Re: The business case is pretty good.
1) Writes in controllers are normally mirrored over PCIe - does that sound quicker than Ethernet? Do you know what the fabric latency is in a FC normal environment (hint, it's not a lot)?
Just because something sounds quicker, doesn't mean it is quicker, which reminded me of this quote:
"We all know that light travels faster than sound. That's why certain people appear bright until you hear them speak."
2) cost analysis - for sure - if you have a tiny number of hosts, shared storage is hard to justify. "Hellish" suggests you've been reading too many VSAN marketing slides where they push the BS line that SSDs in storage arrays cost 22.48 times as much as SSD in x86 servers. If you had to use a number for that illustration, 1 times as much is a lot closer to the truth.....
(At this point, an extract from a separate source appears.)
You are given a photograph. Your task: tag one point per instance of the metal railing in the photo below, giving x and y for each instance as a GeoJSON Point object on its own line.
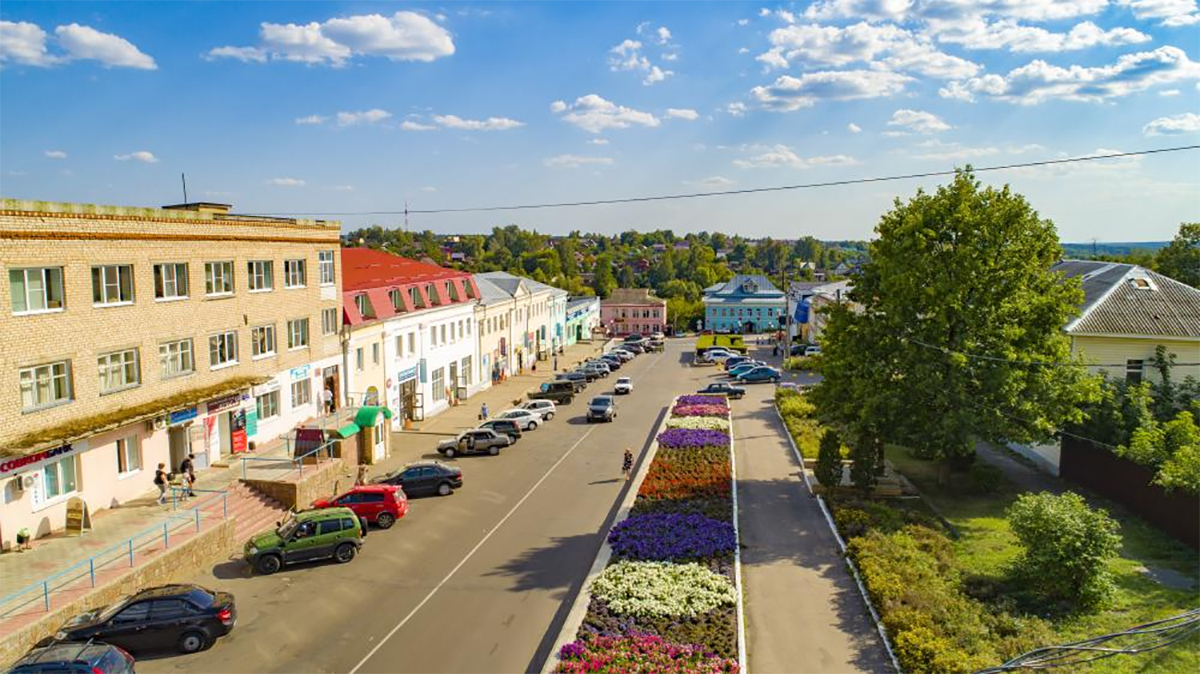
{"type": "Point", "coordinates": [124, 551]}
3) If you put all the storage in the box with CPU - cool idea. How do I make sure that I don't lose transactions or cope with server downtime/workload migration? Sounds very enterprise. Fancy a job at TSB doing their infrastructure?
4) See 4:
Any latency sensitive application that has fast storage would benefit. Transit latency didn't matter when it was 40 microseconds out of 5000 microseconds (aka 5 milliseconds) - it was a tiny rounding error.
When the storage response time is 150 microseconds, perhaps you should start paying attention as it's a decent percentage of overall response time.
5) Cost for existing FC users to try FC-NVMe is pretty near zero in a lot of cases with extra performance being the reward. What's the lock-in again?
Let's look at the quote from the article again:
"FC-NVMe is ideal for existing enterprises that already employ Fibre Channel, where NVMe-oF over RDMA Ethernet is best suited for green-field "Linux" environments."
What's your problem with the above and do you have a view on how come Greg hasn't been found out earlier in his 40 yr career?